Massive Earthquake Hits Sumatra, Many Lives Lost Hospitals Overwhelmed By Dead And Injured

Ghafur Fadyl Associated Press

A massive earthquake rocked the Indonesian island of Sumatra on Saturday, killing at least 100 people.

Many more are feared dead as bodies are piled up inside rubble of buildings, said Ariana Yasin, chief of the Meteorological and Geophysical Agency in Jambi in southern Sumatra.

At least 500 houses were damaged, Yasin said, adding that “hospitals are unable to cope with the dead and the injured.”

The quake struck at 1:09 a.m. local time (11:09 a.m. PDT Friday), said Tanto Widianto of the Meteorological and Geophysical Agency in Jakarta. He put the magnitude at 7, updating his earlier measurement of 6.7.

The epicenter was 10 miles west of Sungai Penuh, 465 miles northwest of Jakarta.

The areas affected are in the foothills of Kerinci Mountain, part of a range of 93 peaks, many of them volcanic, that forms the spine of Sumatra Island.

The main road from Jambi, the provincial capital, to Kerinci district was cut off, said police in Jambi. “Rescue work is hampered because the area is so remote and because of heavy rains,” said police First Lieutenant Bintang Jahari.

A spokeswoman at the U.S. Geological Survey, Rebecca Phipps, said it was the largest earthquake in the area since June 3, 1909, when a 7.6-magnitude quake struck.

The tremor also was felt by some people in Singapore, where furniture and lamps shook for about 10 seconds in high-rise apartments, a television report said.
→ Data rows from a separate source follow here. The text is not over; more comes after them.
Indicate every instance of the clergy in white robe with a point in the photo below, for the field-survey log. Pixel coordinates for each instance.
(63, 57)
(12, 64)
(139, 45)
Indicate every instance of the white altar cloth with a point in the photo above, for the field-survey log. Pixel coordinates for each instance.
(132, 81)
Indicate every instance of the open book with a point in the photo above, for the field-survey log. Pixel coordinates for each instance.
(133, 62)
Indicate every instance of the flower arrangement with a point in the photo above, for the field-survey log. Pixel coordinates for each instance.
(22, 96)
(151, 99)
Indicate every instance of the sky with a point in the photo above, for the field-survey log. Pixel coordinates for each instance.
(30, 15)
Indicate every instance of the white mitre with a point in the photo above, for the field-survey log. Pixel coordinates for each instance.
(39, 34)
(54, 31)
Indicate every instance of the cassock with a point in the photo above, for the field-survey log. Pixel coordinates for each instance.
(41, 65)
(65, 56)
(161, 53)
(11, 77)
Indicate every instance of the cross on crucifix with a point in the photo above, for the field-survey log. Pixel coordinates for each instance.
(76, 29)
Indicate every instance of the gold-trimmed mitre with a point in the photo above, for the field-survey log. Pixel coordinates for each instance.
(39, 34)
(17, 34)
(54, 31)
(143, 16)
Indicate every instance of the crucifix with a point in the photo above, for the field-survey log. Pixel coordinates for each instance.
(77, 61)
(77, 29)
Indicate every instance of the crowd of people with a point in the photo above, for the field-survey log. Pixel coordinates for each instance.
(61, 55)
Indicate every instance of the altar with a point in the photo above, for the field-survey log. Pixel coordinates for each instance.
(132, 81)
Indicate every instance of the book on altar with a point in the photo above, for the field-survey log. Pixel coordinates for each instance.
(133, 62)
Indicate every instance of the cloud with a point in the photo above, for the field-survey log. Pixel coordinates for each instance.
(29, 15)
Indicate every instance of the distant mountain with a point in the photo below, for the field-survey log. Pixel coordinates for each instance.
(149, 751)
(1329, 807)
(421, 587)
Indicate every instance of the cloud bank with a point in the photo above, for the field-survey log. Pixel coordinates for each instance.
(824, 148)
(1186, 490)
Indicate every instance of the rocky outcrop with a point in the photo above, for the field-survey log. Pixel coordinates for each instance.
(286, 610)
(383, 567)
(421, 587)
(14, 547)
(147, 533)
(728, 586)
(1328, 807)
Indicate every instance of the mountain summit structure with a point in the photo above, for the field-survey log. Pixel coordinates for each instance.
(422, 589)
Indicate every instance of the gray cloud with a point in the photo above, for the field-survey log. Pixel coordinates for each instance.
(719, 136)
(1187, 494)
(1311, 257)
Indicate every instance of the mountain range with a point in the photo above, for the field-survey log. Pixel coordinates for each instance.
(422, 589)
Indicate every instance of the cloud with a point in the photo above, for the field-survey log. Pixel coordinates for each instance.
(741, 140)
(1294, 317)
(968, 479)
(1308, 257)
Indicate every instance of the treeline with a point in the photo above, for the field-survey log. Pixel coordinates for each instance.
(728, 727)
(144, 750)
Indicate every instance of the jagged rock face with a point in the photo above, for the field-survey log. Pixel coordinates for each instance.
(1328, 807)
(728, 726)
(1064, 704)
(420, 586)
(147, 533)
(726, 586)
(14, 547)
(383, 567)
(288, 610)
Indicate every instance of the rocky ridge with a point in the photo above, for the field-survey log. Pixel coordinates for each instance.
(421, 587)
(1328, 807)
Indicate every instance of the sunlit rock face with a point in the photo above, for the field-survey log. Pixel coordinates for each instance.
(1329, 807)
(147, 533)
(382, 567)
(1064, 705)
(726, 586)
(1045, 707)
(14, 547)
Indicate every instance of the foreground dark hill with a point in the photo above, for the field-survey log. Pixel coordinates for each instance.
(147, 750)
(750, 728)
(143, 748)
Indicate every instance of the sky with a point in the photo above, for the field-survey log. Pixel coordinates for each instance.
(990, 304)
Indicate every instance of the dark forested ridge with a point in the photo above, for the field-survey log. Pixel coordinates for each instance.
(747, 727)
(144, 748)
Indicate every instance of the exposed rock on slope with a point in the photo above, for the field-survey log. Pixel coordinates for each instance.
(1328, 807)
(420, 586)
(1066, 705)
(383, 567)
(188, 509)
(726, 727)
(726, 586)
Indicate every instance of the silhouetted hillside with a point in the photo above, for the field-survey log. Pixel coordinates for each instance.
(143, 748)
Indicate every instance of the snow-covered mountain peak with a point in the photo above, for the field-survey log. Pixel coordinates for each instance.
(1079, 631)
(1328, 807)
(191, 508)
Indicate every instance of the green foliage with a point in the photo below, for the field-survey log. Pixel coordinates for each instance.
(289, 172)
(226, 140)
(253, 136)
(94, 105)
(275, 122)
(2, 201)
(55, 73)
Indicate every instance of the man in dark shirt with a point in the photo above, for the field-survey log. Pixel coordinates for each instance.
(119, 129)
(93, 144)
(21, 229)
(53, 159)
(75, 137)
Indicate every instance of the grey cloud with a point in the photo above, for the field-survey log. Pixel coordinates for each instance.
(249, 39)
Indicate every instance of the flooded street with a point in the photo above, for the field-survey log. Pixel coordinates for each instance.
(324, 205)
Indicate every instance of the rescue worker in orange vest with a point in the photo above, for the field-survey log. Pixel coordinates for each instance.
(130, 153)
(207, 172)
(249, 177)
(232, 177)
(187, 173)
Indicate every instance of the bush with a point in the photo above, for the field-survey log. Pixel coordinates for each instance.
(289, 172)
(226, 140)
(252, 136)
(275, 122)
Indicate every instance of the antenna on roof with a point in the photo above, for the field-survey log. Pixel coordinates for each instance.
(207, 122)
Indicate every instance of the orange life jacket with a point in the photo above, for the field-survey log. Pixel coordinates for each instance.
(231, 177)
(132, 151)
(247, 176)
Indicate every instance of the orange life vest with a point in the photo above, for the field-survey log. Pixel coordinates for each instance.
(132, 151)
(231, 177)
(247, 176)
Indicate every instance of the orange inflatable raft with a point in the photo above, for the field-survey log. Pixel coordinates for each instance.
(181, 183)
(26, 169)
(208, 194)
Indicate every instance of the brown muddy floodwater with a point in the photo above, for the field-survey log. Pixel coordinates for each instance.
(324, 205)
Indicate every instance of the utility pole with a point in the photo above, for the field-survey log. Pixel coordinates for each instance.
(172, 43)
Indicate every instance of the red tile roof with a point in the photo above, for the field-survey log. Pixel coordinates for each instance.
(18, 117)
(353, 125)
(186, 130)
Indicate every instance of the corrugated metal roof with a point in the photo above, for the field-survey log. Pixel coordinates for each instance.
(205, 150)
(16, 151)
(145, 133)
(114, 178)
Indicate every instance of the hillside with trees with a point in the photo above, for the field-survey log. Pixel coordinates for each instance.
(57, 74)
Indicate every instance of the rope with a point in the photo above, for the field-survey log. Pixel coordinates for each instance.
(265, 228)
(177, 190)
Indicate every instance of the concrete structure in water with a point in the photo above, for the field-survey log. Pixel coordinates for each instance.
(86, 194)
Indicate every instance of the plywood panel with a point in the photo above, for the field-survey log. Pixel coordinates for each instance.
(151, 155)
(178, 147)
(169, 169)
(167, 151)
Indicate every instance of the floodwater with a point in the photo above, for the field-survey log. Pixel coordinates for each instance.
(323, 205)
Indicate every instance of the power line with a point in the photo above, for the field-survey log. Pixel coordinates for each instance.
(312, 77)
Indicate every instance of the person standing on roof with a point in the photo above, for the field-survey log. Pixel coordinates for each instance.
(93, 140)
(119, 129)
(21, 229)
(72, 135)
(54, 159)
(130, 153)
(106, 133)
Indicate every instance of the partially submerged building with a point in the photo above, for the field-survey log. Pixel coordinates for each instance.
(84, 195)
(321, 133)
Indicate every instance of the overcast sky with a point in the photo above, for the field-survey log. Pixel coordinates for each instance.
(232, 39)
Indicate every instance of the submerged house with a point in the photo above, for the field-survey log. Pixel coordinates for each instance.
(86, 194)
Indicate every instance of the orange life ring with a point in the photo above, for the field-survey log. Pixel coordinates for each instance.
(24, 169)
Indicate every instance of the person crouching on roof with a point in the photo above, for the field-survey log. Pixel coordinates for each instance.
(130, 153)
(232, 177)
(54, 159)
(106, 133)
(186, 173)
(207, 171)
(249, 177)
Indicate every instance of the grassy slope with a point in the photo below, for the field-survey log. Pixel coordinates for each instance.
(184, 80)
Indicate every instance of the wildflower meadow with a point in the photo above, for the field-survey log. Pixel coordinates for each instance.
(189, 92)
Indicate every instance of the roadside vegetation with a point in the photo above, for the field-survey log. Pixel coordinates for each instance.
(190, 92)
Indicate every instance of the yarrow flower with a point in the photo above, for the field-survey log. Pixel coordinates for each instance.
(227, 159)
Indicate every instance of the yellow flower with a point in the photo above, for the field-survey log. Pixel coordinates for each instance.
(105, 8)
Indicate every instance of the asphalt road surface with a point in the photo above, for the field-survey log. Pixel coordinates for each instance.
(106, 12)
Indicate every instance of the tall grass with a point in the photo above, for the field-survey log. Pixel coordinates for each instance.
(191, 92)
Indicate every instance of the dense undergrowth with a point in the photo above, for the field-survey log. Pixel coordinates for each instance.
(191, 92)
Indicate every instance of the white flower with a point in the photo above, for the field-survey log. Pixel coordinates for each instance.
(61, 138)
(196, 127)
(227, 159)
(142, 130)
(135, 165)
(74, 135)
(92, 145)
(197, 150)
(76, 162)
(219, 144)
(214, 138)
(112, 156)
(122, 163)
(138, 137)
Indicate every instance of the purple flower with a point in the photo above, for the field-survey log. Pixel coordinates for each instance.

Singapore is 290 miles (470 kilometers) northeast of Sumatra, the world’s fourth-largest island.

There were no reports of casualties in Singapore, but people were seen running out of their homes, the television said.

Earlier reports had said that 15 people were killed in Kematan town in the central Sumatra province of Jambi, and five died in Kerinci-Semurup town, where 50 houses were reported damaged, Widianto said.

Although it has a population of 37 million, Sumatra is one of the more sparsely settled islands in Indonesia, but some areas are overcrowded because the government has resettled 4 million people from neighboring Java.

Indonesia, a quake-prone archipelago nation, has 190 million people.

Sumatra, 290 miles southwest of Singapore, accounts for over 60 percent of the country’s total oil production.

In February 1994, a 6.5-magnitude earthquake killed more than 200 people and destroyed thousands of buildings in the Western part of Lampung.